Zulfiqar eventually finished his degree from Pune University in 2005 and in the same year he founded MZM Legal.

== Legal career ==
Zulfiquar assisted his father, A. Majeed Memon in the Nadeem Saifee Extradition, which was won in the Bow Street Magistrate's Court in London followed by the appeal in the High Court and the House of Lords.

Zulfiquar founded MZM legal in 2005. Some of his clients are Standard Chartered Bank, ICICI Bank, Kotak Bank, The Netherland-based Prins Autogassystemen BV, Singapore based Global Schools, Tarun Tejpal, M Pallonji and Co., MF Hussain foundation, Kuwaiti Royal family, Punj Lyod, Essar Group, United Phosphorus Limited (UPL), Tata Trusts and Tata Sons. Zulfiquar has represented individuals like Rakesh Wadhawan and Sarang Wadhawan, Nirav Modi, Mehul Choksi, Dinesh Pandey—Bike Bot Scam, Airbus investigation, and Rashesh Shah—Edelweiss. Zulfiquar also closely works with large private banks on compliance issues.

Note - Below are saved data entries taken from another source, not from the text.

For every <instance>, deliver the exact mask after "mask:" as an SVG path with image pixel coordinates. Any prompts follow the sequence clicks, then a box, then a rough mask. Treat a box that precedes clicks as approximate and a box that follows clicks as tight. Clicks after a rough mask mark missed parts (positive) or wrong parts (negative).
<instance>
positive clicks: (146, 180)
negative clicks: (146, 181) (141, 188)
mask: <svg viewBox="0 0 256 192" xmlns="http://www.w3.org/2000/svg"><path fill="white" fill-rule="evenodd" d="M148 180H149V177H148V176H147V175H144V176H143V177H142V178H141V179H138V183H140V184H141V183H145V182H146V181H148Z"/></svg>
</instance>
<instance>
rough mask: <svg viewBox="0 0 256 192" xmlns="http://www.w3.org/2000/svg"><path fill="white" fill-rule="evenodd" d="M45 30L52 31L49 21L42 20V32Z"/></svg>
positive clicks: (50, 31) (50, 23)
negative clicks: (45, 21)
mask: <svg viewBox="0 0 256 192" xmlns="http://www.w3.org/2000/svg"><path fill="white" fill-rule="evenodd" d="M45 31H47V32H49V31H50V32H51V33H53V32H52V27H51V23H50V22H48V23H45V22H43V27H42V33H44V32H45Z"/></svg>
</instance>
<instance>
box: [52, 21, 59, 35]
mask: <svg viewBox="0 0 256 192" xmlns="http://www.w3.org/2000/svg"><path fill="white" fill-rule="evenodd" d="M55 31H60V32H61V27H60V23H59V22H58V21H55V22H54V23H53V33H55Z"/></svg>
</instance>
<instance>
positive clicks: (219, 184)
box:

He is currently a member of the International Bar Association, London Court of International Arbitration and International Chambers of Commerce (ICC). He is a member of the International Forbes Business Council, Young President's Organisation (YPO) and Entrepreneur's Organisation (EO).

== Accolades ==
Zulfiquar has been consistently ranked among the top individuals in India in the field of "White-Collar Crime" by Chambers & Partners.